Ketiga, politisi yang takut kehilangan suara. Penolakan dari kelompok ini biasanya muncul karena kekhawatiran akan risiko elektabilitas, mereka cenderung menghindari kebijakan tidak populer. Mereka khawatir dukungan publik menurun jika terlihat mendukung kebijakan yang dianggap membebani rakyat," ucap Akbar.
"Padahal kebijakan seperti ERP, berpihak pada kepentingan jangka panjang kota dan warganya secara keseluruhan," lanjutnya menambahkan.
Bukan cuma itu, Akbar menyebut bahwa sebagian masyarakat umum yang belum mendapatkan informasi yang utuh tentang tujuan dan mekanisme ERP dinilai akan kontra terhadap kebijakan tersebut.
Alasannya, kelompok ini rentan terpengaruh oleh narasi yang menyesatkan, seperti anggapan bahwa masyarakat sudah bayar pajak kendaraan, jadi tidak seharusnya dikenai biaya lagi saat menggunakan jalan.

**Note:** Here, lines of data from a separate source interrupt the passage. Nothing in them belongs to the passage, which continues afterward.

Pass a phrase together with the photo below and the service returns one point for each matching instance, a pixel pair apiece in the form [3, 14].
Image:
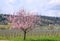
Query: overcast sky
[43, 7]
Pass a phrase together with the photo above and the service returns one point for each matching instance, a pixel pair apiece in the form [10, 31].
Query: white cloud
[29, 1]
[54, 1]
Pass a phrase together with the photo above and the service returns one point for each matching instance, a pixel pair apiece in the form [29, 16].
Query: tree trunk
[24, 35]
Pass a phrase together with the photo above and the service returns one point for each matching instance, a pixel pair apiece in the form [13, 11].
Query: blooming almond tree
[22, 20]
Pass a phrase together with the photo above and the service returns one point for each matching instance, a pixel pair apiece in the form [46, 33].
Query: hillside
[44, 20]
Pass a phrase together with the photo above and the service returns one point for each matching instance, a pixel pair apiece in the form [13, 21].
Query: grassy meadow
[34, 35]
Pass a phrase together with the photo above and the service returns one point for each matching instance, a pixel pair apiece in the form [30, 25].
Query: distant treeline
[44, 20]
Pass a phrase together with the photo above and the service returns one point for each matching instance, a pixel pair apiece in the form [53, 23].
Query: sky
[43, 7]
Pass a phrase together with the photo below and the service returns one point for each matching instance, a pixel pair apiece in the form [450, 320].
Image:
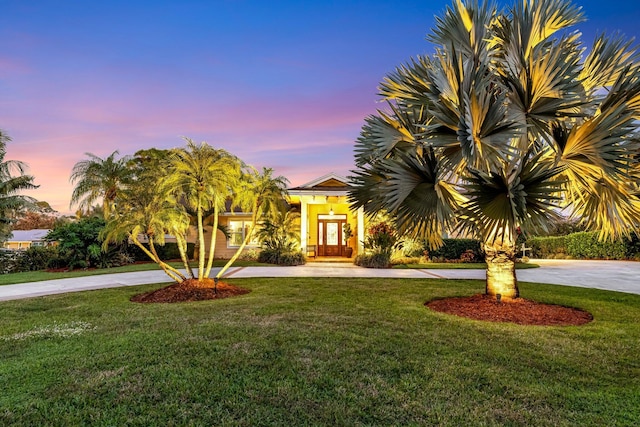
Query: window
[238, 231]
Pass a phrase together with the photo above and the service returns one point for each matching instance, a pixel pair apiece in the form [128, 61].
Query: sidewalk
[621, 276]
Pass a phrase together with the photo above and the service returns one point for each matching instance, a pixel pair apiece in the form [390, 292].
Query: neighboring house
[24, 239]
[324, 210]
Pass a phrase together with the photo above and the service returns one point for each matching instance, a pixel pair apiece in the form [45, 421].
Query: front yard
[315, 352]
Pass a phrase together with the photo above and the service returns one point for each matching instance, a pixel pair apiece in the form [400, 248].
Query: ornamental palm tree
[149, 212]
[203, 178]
[507, 124]
[99, 179]
[261, 194]
[12, 181]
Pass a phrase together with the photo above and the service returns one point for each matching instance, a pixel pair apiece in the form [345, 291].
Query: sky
[280, 84]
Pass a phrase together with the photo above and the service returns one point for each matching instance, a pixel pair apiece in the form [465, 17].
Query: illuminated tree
[503, 127]
[99, 179]
[261, 194]
[203, 178]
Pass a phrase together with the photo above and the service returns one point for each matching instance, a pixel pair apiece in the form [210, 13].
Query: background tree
[99, 179]
[504, 126]
[13, 180]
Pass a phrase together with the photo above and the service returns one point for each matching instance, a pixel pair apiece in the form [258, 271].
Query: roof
[28, 235]
[331, 183]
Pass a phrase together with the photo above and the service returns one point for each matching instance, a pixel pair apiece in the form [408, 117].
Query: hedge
[454, 248]
[582, 245]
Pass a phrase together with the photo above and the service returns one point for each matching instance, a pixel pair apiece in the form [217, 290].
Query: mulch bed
[519, 310]
[190, 290]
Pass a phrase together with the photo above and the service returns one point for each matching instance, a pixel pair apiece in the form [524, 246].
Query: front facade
[324, 211]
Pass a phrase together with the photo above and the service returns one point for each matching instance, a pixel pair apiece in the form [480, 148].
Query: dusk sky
[281, 84]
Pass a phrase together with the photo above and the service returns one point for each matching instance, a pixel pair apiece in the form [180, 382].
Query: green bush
[35, 258]
[274, 256]
[582, 245]
[453, 249]
[378, 260]
[547, 247]
[585, 245]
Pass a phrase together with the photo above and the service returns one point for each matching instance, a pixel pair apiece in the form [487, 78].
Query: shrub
[274, 256]
[8, 261]
[453, 249]
[34, 258]
[379, 260]
[585, 245]
[250, 255]
[548, 247]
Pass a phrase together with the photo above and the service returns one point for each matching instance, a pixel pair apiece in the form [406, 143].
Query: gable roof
[329, 180]
[28, 235]
[329, 184]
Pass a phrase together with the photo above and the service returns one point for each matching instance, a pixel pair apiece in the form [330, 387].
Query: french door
[330, 237]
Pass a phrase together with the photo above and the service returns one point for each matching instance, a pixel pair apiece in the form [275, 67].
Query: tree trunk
[212, 244]
[201, 244]
[182, 248]
[501, 270]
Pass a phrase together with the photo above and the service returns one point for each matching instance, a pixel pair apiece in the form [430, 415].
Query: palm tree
[261, 194]
[97, 178]
[150, 212]
[12, 181]
[503, 128]
[203, 179]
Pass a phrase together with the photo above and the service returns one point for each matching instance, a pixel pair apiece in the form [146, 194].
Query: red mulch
[190, 290]
[519, 310]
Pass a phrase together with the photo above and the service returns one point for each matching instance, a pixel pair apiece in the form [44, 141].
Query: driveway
[621, 276]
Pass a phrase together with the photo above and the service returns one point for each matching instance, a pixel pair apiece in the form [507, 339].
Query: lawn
[315, 352]
[38, 276]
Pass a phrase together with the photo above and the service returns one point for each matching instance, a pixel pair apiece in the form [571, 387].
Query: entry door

"Ada juga yang mengira kebijakan ini akan membuat semua kebutuhan jadi lebih mahal, atau bahkan ini sekadar akal-akalan pemerintah untuk mencari uang dari rakyat. Tanpa edukasi publik yang memadai, kesalah pahaman semacam ini bisa menyebar luas dan memicu penolakan terhadap kebijakan yang sebenarnya dirancang untuk kepentingan bersama," tandasnya.
Maka dari itu, pengamat tersebut mendorong agar Pemerintah hadir untuk lebih menjelaskan bahwa ERP bukanlah pajak tambahan, melainkan mekanisme pengelolaan ruang jalan yang adil, di mana biaya kemacetan tidak lagi ditanggung bersama, tetapi oleh masyarakat yang memilih tetap menggunakan kendaraan pribadi untuk bermobilitas di Jakarta.
Akbar menambahkan, tindakan kontra yang bisa muncul dari sejumlah pihak tersebut menjadi PR bagi Pemerintah Provinsi DKI Jakarta.
"Dengan pendekatan komunikasi yang jujur dan empatik, penolakan bisa diubah menjadi dukungan. Pada akhirnya, ERP ini bukan untuk menghukum pengendara, tapi untuk menyelamatkan masa depan kota Jakarta yang kita tinggali bersama. Perubahan selalu ditakutkan pada awalnya, tapi bisa diterima ketika manfaatnya terlihat jelas," pungkasnya.
Dampak ERP Bagi Permintaan Kendaraan
Sementara itu, Budi Darmawan selaku Sales Director PT Chery Sales Indonesia juga telah mengutarakan adanya rencana ERP di Jakarta.
Ia mengatakan, pelaksanaan ERP bakal berimbas dalam permintaan mobil baru bagi konsumen, khususnya kalangan menengah ke atas.
"Kalau hal ini benar diterapkan, mungkin saja tergantung seberapa besarannya. Kalau misalnya cukup signifikan, orang akan berpikir dari sisi ekonomisnya, mana yang lebih efisien. Karena biar bagaimanapun kebutuhan mobil itu bukan semata biayanya tapi kepraktisannya," ucapnya kepada media di Jakarta, Selasa 17 Juni 2025.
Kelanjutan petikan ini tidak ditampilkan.